A literature search of databases (MEDLINE, PUBMED and OVID) between January 1998 and July 2010 was conducted using both MESH terms and the free text words ‘gene’ or ‘P2X7’ in combination with ‘tuberculosis’ in addition to manual searches of citations retrieved from relevant original studies and review articles and correspondence with researchers in this particular field of study. We corresponded with authors whether data on genotype frequencies were not available in their respective articles. For Kinase Inhibitor Library high throughput inclusion in this
analysis, respective studies had to be nonfamilial case–control studies and to provide information regarding the prevalence of P2X7 polymorphisms in tuberculosis patients and control subjects. All control subjects were ethnically matched with case groups. Another prerequisite was that sufficient data be available to calculate odds ratios (OR). HIV-positive patients were excluded
from the metaanalysis. Two investigators (J.X. and L.S) extracted data independently and reached a consensus on all conclusions. For each study, the characteristics of the individual research articles were collected, including author, year of publication, geographic location, gender distribution, mean age, type of tuberculosis, study size, diagnostic methods used to establish tuberculosis Atezolizumab in vivo infection, the techniques used for genotyping variants, DNA extraction methods, the frequency of the genotypes, consistency of genotype frequencies in Hardy–Weinberg equilibrium (HWE) in the control subjects and the source of the control subjects. We evaluated the risk-associated variant allele (1513 C) using the common allele (1513 A) as the reference and the protection-associated variant −762 C allele using the −762 T allele as the reference. Pooled ORs and their corresponding 95% confidence intervals 3-mercaptopyruvate sulfurtransferase (CI) were estimated using the fixed effects model (Mantel–Haenszel). The random effects model (DerSimonian and Laird) was performed when heterogeneity was present.

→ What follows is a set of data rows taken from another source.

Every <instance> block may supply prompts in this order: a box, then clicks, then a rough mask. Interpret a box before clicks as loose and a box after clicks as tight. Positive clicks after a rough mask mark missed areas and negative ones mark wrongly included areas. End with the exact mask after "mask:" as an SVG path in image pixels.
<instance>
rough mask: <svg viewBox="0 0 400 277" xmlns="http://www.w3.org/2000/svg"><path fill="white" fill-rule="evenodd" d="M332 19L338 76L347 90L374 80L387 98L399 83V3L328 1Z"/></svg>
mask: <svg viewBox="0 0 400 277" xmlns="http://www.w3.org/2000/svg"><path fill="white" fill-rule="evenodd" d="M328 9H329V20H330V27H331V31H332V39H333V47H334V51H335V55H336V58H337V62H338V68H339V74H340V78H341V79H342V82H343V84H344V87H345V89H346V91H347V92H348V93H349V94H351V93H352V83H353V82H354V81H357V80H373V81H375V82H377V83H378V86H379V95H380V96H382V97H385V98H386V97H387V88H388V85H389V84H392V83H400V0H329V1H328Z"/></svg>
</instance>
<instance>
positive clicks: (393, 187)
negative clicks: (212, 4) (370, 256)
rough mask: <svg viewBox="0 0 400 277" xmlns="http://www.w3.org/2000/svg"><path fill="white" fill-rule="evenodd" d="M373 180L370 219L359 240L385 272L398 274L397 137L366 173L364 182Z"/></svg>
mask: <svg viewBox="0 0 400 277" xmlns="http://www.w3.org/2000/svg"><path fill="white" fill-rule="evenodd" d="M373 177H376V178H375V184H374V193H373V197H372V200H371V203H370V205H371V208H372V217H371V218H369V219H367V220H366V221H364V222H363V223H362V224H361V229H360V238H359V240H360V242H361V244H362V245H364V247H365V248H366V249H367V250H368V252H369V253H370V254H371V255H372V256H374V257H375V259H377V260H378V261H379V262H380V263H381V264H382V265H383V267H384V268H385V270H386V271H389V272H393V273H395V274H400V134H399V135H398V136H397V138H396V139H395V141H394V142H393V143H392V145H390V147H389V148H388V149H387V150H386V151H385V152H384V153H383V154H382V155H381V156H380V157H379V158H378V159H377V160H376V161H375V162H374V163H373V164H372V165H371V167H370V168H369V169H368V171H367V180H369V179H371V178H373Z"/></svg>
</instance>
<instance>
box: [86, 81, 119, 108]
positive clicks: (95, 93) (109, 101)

Because of the limited number of studies published to date, it was not possible to stratify and analyze data for P2X7 polymorphisms according to geographic location, ethnicity and types of tuberculosis, or to analyze publication bias using a funnel plot. We assessed HWE only in controls because cases may not be in HWE if there was an association between genotype and disease outcome. Statistical analysis was performed using revman software, version 5.0 (Cochrane). A P value <0.05 was considered statistically significant. We identified six studies published between 1998 and 2010 that fit our study criteria (Li et al., 2002; Fernando et al., 2007; Niño-Moreno et al., 2007; Mokrousov et al., 2008; Xiao et al., 2009; Sambasivan et al., 2010).